I grew up in Derby in the East Midlands, and spent my teenage years in bands and dipping in and out of various college courses. After uni I decided to make the leap to London. I’ve been running bars, pubs, restaurants and clubs here ever since.
You have to be considerate to and cater to all of your punters, whether they live in the immediate vicinity or come from afar. There are locals who come in for a couple of drinks each night, and those who wind down on a Friday, party on a Saturday, or bring their kids in for an apple juice and cheeky pint on Sunday afternoon.
Who are your regulars?
We have quite a diverse mix, from guys who used to frequent the place when it was the Torriano to people who have recently found the pub.
Craft beer: discuss.
For us, it’s amazing and from talking to a lot of our customers a fair few agree. The rise of small breweries and the incredible flavour diversity that they bring can only be a good thing. As long as more reasonably priced alternatives are offered, punters who are seeking out the small craft brewery or specialist beers are aware of the extra price incurred by both themselves and the retailer.
The trend will continue for the meantime. While we have this vast diversity of ideas and flavours being brought to us by various vendors we should use it and showcase it as much as we can. Possibly the way forward is the evolution of the styles of food.
Who’s the most famous face you’ve served?

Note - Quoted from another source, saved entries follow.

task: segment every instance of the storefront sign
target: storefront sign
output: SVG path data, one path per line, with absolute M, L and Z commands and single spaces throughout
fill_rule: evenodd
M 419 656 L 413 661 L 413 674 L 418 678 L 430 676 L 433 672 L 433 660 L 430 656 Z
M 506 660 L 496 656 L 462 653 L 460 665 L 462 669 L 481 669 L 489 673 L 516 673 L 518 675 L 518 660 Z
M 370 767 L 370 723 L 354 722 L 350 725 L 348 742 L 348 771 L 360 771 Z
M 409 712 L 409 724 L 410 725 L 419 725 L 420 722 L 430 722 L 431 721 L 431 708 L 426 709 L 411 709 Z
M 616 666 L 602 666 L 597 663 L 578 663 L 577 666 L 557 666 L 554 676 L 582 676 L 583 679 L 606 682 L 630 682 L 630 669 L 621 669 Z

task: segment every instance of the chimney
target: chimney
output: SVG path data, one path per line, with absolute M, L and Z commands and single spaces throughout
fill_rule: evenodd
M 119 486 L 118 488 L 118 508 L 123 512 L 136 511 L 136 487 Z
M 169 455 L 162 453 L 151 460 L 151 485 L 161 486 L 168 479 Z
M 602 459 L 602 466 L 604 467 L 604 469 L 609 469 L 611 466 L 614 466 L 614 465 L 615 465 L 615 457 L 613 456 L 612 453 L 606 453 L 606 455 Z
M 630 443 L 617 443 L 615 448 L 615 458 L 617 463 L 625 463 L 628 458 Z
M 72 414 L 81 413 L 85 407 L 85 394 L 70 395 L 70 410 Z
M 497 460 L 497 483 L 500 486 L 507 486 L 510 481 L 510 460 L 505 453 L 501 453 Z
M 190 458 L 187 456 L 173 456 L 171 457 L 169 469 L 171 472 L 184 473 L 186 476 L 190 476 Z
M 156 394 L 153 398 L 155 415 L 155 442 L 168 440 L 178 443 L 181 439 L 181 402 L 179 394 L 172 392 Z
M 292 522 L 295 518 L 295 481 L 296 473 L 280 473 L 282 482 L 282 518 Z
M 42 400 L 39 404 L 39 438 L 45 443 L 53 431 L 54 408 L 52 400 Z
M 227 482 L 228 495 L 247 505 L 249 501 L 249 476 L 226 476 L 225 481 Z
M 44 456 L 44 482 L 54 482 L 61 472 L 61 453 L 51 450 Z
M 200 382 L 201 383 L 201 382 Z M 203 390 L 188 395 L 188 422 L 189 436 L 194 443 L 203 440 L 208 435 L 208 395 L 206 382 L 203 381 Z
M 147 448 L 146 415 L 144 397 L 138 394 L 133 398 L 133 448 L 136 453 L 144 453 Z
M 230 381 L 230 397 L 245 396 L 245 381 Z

At a wake for a film director in my previous pub, the guests included Lily Allen, Keith Allen, Tim Roth and Mick Jones of the Clash. This culminated with a group putting together an impromptu gig which included a rendition of Should I Stay or Should I Go. But I always regretted missing a party at which Kate Moss was invited. Having fallen asleep, I woke up in the morning to missed calls and pictures in the Mail Online of my assistant manager escorting Kate out the pub at silly-o-clock in the morning.